Was she still in bed? If so, she needed to get up. Now. She needed to see this and she needed to get herself together and get to work.
He tried the doorknob. It turned.
So he pushed the door inward. “Abilene?”
Still no answer. She must be a sound sleeper.
Too bad. It was imperative that he get her up, that he share with her what he’d found out. She was going to be so happy, so relieved. It was all coming together, and it would be a really fine piece of work, something they could both be proud of.
He wheeled over the threshold and into her private space. The bedroom door, in the far corner to the left as he entered, was wide open, so he went for it, rolling the length of the sitting room and then into her bedroom.
The blinds were drawn against the morning light, the bed unmade. And empty. The bathroom door, directly across from the door to the sitting room, stood open. The light was on in there. And he could hear the unmistakable sound of the shower running, feel the moisture in the air…
He bac
ked and turned, approaching the bed. He saw the black dress she’d worn the night before, laid across the bedside chair. Saw her cell phone on the nightstand, beside a half-full glass of water, and a framed snapshot of a bunch of good-looking, smiling people. He picked it up, that picture, for a closer look.
Her family. They stood out in the country somewhere, in front of a weathered cabin. Father and mother. Seven broad-shouldered brothers. Abilene—but younger, her face a little rounder than now. And another girl who resembled her.
Carefully, he set the picture back exactly where he’d found it.

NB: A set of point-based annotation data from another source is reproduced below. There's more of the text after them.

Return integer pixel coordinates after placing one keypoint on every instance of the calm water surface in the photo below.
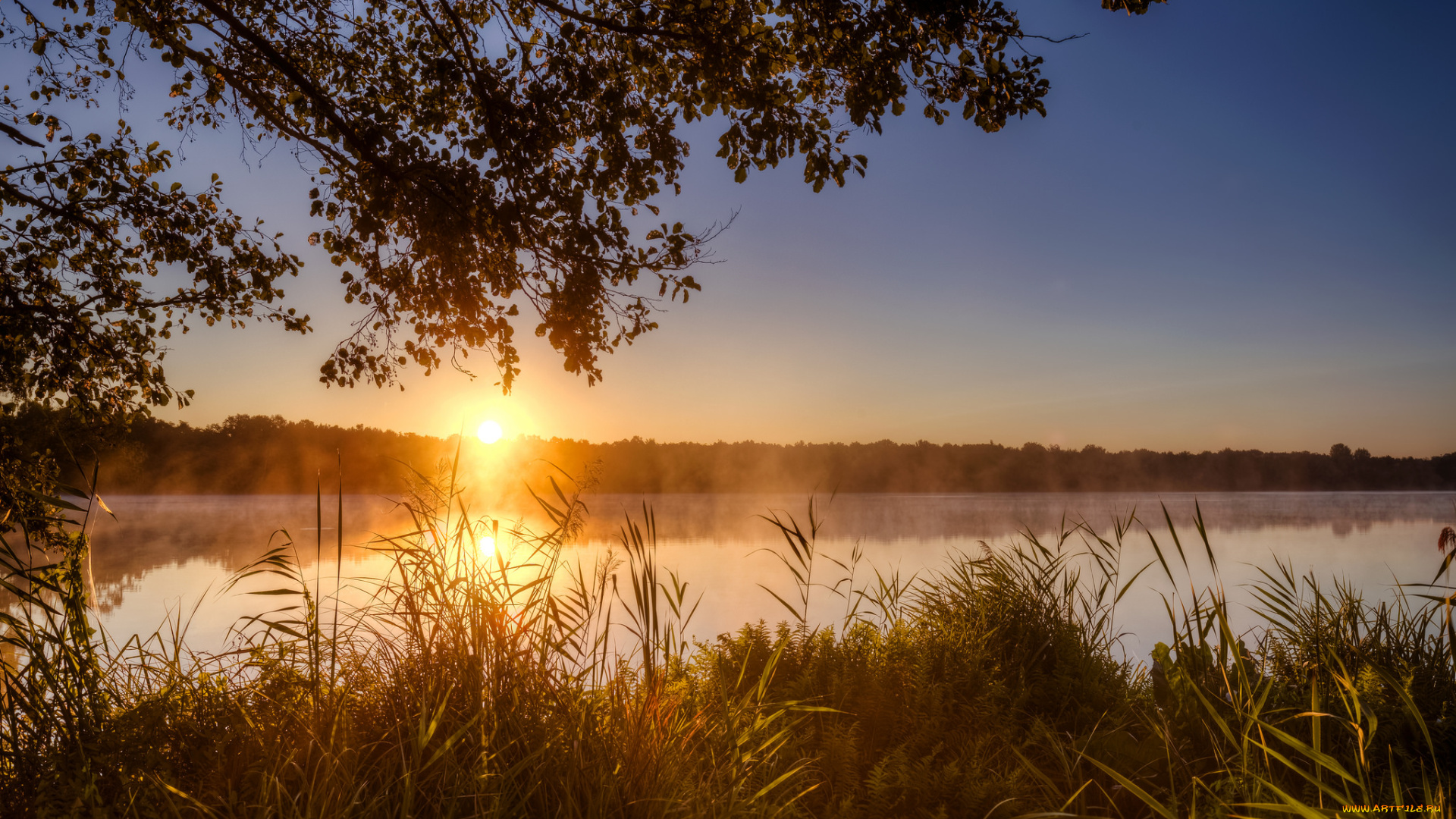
(169, 556)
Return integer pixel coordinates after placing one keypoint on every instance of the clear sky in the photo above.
(1237, 226)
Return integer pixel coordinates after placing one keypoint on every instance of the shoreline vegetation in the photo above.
(270, 455)
(497, 678)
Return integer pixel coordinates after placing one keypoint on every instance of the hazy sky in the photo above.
(1237, 226)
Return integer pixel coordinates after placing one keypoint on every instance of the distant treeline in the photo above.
(251, 453)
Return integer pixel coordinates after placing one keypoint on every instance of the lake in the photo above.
(168, 554)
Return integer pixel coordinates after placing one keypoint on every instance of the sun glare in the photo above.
(490, 431)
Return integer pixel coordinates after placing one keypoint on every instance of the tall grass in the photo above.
(490, 673)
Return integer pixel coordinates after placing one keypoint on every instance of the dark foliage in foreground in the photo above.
(472, 686)
(251, 453)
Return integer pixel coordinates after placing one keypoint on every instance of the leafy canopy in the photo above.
(471, 159)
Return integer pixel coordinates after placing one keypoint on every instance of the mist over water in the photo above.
(174, 553)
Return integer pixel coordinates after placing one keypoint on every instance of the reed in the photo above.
(514, 681)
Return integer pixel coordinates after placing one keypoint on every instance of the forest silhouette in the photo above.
(270, 455)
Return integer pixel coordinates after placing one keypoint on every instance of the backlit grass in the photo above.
(511, 681)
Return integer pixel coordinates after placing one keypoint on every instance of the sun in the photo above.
(490, 431)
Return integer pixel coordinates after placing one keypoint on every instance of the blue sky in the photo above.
(1237, 226)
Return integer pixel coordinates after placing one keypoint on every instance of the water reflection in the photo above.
(164, 553)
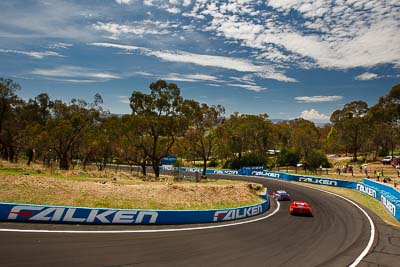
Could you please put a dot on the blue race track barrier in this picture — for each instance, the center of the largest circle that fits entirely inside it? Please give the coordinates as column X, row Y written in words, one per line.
column 78, row 215
column 387, row 195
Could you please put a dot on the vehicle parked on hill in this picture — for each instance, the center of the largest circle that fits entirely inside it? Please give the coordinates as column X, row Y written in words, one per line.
column 387, row 160
column 300, row 208
column 281, row 195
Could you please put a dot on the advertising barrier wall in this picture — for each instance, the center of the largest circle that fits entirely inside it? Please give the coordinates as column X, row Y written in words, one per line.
column 387, row 195
column 78, row 215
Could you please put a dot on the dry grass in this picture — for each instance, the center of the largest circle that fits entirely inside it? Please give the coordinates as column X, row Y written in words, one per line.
column 119, row 190
column 364, row 200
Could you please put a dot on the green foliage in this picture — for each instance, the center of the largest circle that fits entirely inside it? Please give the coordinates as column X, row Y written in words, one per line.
column 288, row 157
column 212, row 163
column 316, row 159
column 247, row 160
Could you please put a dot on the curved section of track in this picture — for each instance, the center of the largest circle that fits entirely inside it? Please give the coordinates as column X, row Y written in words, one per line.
column 335, row 236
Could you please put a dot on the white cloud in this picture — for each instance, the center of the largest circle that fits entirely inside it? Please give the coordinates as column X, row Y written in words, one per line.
column 126, row 2
column 189, row 77
column 328, row 34
column 60, row 46
column 34, row 54
column 255, row 88
column 367, row 76
column 124, row 99
column 76, row 73
column 318, row 98
column 313, row 114
column 135, row 28
column 241, row 65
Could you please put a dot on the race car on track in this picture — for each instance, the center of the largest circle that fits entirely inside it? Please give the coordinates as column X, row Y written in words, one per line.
column 281, row 195
column 300, row 208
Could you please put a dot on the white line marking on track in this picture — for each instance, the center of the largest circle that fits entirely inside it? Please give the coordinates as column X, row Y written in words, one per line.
column 371, row 223
column 142, row 231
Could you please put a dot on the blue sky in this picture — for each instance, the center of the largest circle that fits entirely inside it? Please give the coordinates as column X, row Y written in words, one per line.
column 286, row 58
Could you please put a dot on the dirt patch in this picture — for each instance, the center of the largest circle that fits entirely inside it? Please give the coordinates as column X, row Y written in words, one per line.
column 124, row 193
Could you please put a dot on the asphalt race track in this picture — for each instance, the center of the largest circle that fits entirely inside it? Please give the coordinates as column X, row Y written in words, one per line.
column 335, row 236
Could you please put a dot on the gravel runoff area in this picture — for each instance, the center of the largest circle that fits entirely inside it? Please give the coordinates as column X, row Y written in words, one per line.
column 129, row 193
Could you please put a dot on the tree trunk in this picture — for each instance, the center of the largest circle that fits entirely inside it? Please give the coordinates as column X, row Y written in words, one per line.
column 31, row 155
column 11, row 154
column 204, row 166
column 143, row 165
column 64, row 162
column 156, row 167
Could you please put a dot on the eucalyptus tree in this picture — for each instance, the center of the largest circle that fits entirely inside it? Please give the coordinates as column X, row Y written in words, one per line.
column 8, row 101
column 201, row 134
column 305, row 137
column 385, row 117
column 161, row 118
column 243, row 133
column 67, row 126
column 351, row 124
column 133, row 140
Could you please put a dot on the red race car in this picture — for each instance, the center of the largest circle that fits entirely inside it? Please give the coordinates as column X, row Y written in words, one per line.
column 300, row 208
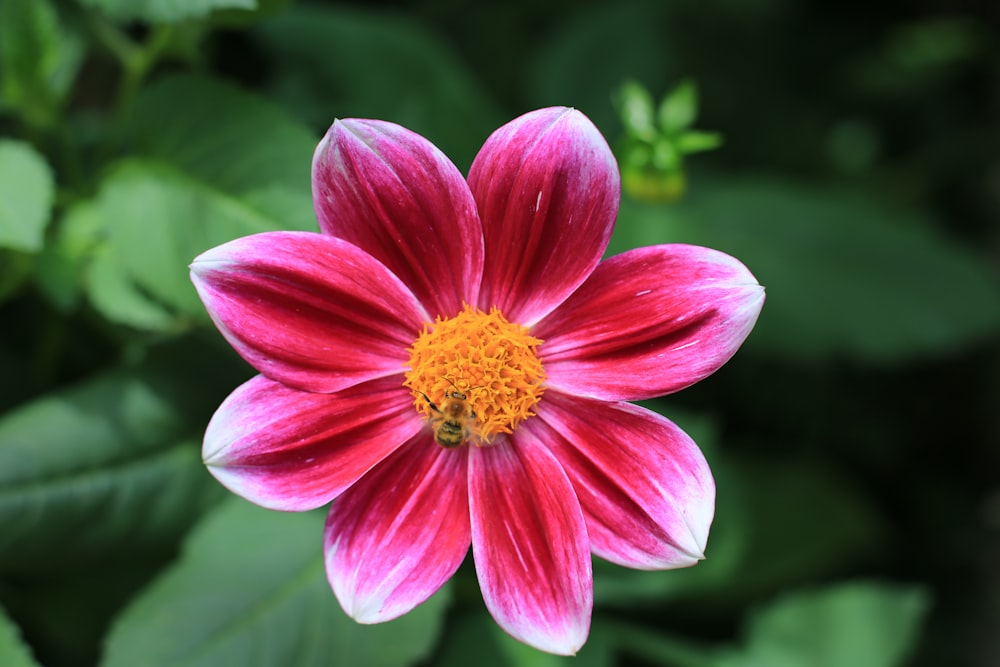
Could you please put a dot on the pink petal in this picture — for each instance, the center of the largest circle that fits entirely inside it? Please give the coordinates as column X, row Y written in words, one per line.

He knew where she had to be, of course. Had known when he saw the light from the bathroom, heard the sound of the water running in there. He knew he should wheel around, roll into the sitting room, and on out the way he had come.
But he didn’t wheel away. All he could think was that she had to see what he had to show her.
He backed up, turned his wheels toward the sound of running water, and rolled on through that open bathroom door.
Chapter Seven
She was in there, as he had known she would be.
In the shower. The doorless, open shower.
Wearing nothing but the slim, smooth perfection of her own skin, facing away from him, her head tipped up to the shower spray, eyes closed, soap and water sheeting down over her pink-tipped breasts, her concave belly, her gently curving hips, her perfect bottom, her long, lean thighs.
He stopped the chair without a sound.
And he watched as she turned her body in a gentle, side to side swaying motion, rinsing herself, letting the spray carry the bubbles away. He saw her from the back, and then in profile, and then full front.
At first, it was the same as when he watched her in the pool. A pure appreciation of something so beautiful, so smooth—her skin flushed, steamy; the secret shadow beneath her arm as she slicked her wet hair back. The soft, round curve of the side of her breast.
But in seconds, everything changed. It became more than just about the perfect picture she made, more than the slim, womanly shape of her, more than the frothy dribble of bubbles sliding down sleek, youthful skin.